Britain has long been a fantastic place for overseas investors - particularly institutional buyers - to put their money into property. Strong returns and long-term health mean the UK property market is seen as one of the strongest in the world, and despite the current political uncertainty, it would appear that this attitude is not going to change any time soon.
KPMG surveyed 60 of the biggest institutional investors from across the world who put their money into the UK from overseas. It found that as many as 46 per cent intend to continue with their investments in the UK on the same level to which they have become accustomed, in spite of the fact the government triggered Article 50 earlier this year, officially starting the Brexit process.
In addition to this, 44 per cent said they will continue to invest, but perhaps on a slower basis than they have done in the past, while the UK negotiates the Brexit path. And only ten per cent believe their companies will stop buying property in the UK entirely.

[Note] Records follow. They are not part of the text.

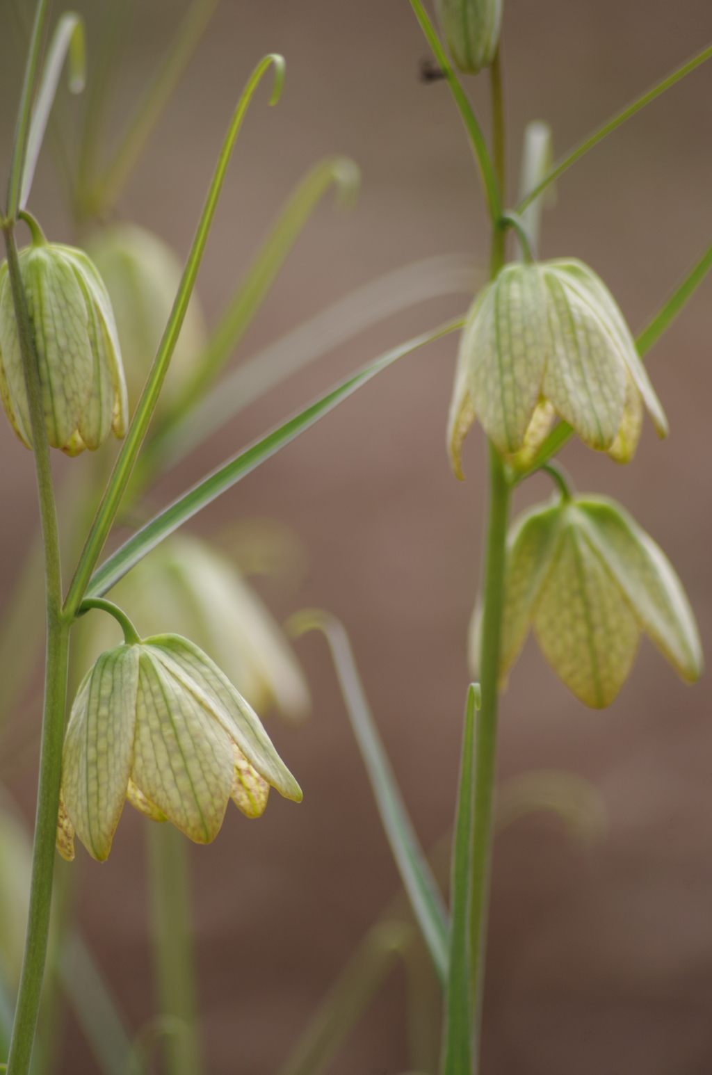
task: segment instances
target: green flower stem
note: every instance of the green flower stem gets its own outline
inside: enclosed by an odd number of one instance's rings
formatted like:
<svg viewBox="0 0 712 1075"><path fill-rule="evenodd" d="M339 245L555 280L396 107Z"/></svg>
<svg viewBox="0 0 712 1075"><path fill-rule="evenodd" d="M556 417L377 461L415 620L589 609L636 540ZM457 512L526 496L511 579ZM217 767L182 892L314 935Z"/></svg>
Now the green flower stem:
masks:
<svg viewBox="0 0 712 1075"><path fill-rule="evenodd" d="M503 189L501 184L497 182L497 174L495 168L493 167L492 157L489 156L489 150L487 149L487 144L484 140L482 129L478 123L476 116L472 111L472 105L470 104L467 94L457 81L457 76L452 69L450 60L445 49L440 43L440 39L435 31L432 23L428 18L425 8L421 3L421 0L411 0L411 6L415 12L415 16L421 24L421 29L423 30L425 37L427 38L428 44L432 48L432 53L440 66L440 69L447 80L447 85L450 86L450 91L455 98L455 104L457 105L462 123L467 129L470 144L472 146L472 152L474 158L480 166L480 174L482 176L482 185L484 187L485 200L487 202L487 213L489 214L489 219L493 224L499 220L502 214L502 196L500 190ZM494 71L494 67L493 67ZM499 67L499 58L497 59L497 77L496 81L500 83L501 86L501 69ZM493 94L493 105L495 105L495 99L501 104L501 89L496 89ZM503 125L502 125L503 127ZM497 140L495 140L495 144ZM502 138L501 145L503 146L504 140ZM501 156L501 155L500 155ZM501 160L500 160L501 163Z"/></svg>
<svg viewBox="0 0 712 1075"><path fill-rule="evenodd" d="M208 242L208 235L213 223L213 216L215 215L217 200L223 188L223 183L225 181L225 175L227 173L227 168L230 162L237 137L240 132L240 128L242 127L242 120L262 75L272 64L274 64L275 74L274 88L272 90L270 103L276 103L284 81L284 59L281 56L270 54L260 60L253 71L232 115L232 120L225 137L225 141L223 142L223 148L220 150L217 167L208 192L208 198L205 199L202 216L200 217L200 223L198 224L198 230L193 241L190 254L188 255L188 260L183 272L181 285L179 287L177 295L175 296L175 302L173 303L171 316L168 319L163 338L159 344L156 358L154 359L154 364L152 366L151 373L148 374L148 379L146 381L141 399L139 400L139 405L136 410L136 414L133 415L133 420L131 421L129 431L126 434L126 440L122 445L112 476L102 497L99 510L97 511L91 529L89 530L86 543L82 550L80 562L76 567L76 571L74 572L74 577L72 578L69 587L67 601L65 603L65 611L70 618L73 618L76 615L76 611L82 603L82 598L84 597L87 584L91 577L91 572L96 567L97 560L99 559L101 550L104 546L104 542L109 536L109 531L112 528L113 521L116 517L116 512L118 511L126 486L128 485L128 481L131 476L133 464L139 452L141 450L141 445L143 444L143 439L146 435L148 425L151 424L156 402L158 401L158 395L162 387L163 378L168 372L168 366L181 332L186 310L188 309L190 295L193 293L193 288L198 275L198 269L200 268L200 262L205 249L205 243Z"/></svg>
<svg viewBox="0 0 712 1075"><path fill-rule="evenodd" d="M40 61L42 59L44 41L49 26L51 9L52 0L39 0L37 12L34 13L34 25L32 26L30 51L27 57L27 67L25 68L23 94L19 99L17 127L15 128L15 142L13 144L12 161L10 164L10 180L8 183L5 216L11 224L14 224L17 219L17 210L19 209L19 192L23 183L27 141L30 134L32 103L34 101L34 92L40 77Z"/></svg>
<svg viewBox="0 0 712 1075"><path fill-rule="evenodd" d="M604 139L607 134L610 134L616 127L624 124L626 119L630 119L631 116L635 116L637 112L644 109L646 104L654 101L655 98L659 97L660 94L664 94L666 89L670 89L671 86L674 86L677 82L684 78L686 74L694 71L695 68L700 66L700 63L704 63L704 61L709 60L710 57L712 57L712 45L708 45L708 47L703 48L701 53L697 54L697 56L693 56L690 60L687 60L687 62L683 63L683 66L678 68L677 71L669 74L667 78L664 78L663 82L657 84L657 86L654 86L653 89L649 89L646 94L642 95L642 97L636 98L636 100L627 105L627 108L616 113L611 119L608 120L608 123L603 124L602 127L599 127L598 130L594 131L594 133L578 145L575 149L568 155L568 157L565 157L564 160L556 164L551 172L544 176L541 183L536 186L533 190L529 191L526 198L522 199L519 204L516 206L517 213L525 210L527 205L535 200L535 198L539 197L542 190L545 190L546 187L551 183L554 183L554 181L557 180L563 172L566 172L567 168L570 168L571 164L574 164L580 157L583 157L584 153L588 153L589 149L593 149L593 147L597 145L601 139Z"/></svg>
<svg viewBox="0 0 712 1075"><path fill-rule="evenodd" d="M504 145L504 113L502 109L501 67L492 69L493 126L495 144ZM499 182L503 182L503 160ZM504 231L497 220L492 230L489 257L490 280L504 262ZM493 845L495 771L497 763L497 705L499 685L499 650L501 645L502 606L504 603L504 565L507 529L509 526L512 486L504 462L489 442L489 504L487 511L484 558L484 605L482 612L482 646L480 651L481 708L474 734L474 818L472 823L471 893L470 893L470 1001L472 1006L472 1071L480 1069L482 999L484 993L489 875Z"/></svg>
<svg viewBox="0 0 712 1075"><path fill-rule="evenodd" d="M484 608L480 686L482 708L474 739L474 826L472 831L472 895L470 904L473 1071L479 1069L480 1028L487 943L487 912L492 861L493 803L497 755L497 689L501 643L504 562L511 486L504 464L489 444L489 511L484 562Z"/></svg>
<svg viewBox="0 0 712 1075"><path fill-rule="evenodd" d="M99 608L101 612L108 612L110 616L113 616L124 632L124 642L127 646L136 646L141 642L131 620L113 601L102 601L101 598L86 598L80 605L79 615L83 616L89 608Z"/></svg>
<svg viewBox="0 0 712 1075"><path fill-rule="evenodd" d="M146 826L146 837L158 1001L161 1015L181 1024L181 1031L167 1035L163 1044L166 1072L200 1075L187 841L174 826L153 821Z"/></svg>
<svg viewBox="0 0 712 1075"><path fill-rule="evenodd" d="M17 993L15 1023L10 1046L8 1071L11 1075L27 1075L32 1055L32 1041L40 1008L40 994L47 954L49 908L55 862L59 786L61 782L61 748L65 734L67 676L69 666L69 622L62 616L59 531L49 445L44 425L42 390L38 370L27 298L20 275L17 245L12 224L3 226L8 253L8 273L12 287L17 333L23 356L25 386L30 412L34 465L40 500L40 519L44 545L46 587L46 665L40 783L38 787L34 843L32 847L32 880L25 941L25 959Z"/></svg>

This is good news for the property market, and shows the reputation that it continues to enjoy on an international scale, as well as indicating that the market should have the backing to power through the uncertainty that Brexit will bring with it.
Andy Pyle, UK head of real estate at KPMG, said that in the coming years, the UK’s departure from the EU will undoubtedly have an effect on the UK property sector, but added that precisely how this will unfold is largely unknown at present.
"Uncertainty naturally has an impact on the industry’s attitude towards investing in the UK, but these attitudes also vary by investor, the origins of capital, investment strategy and the stance on Brexit," he added.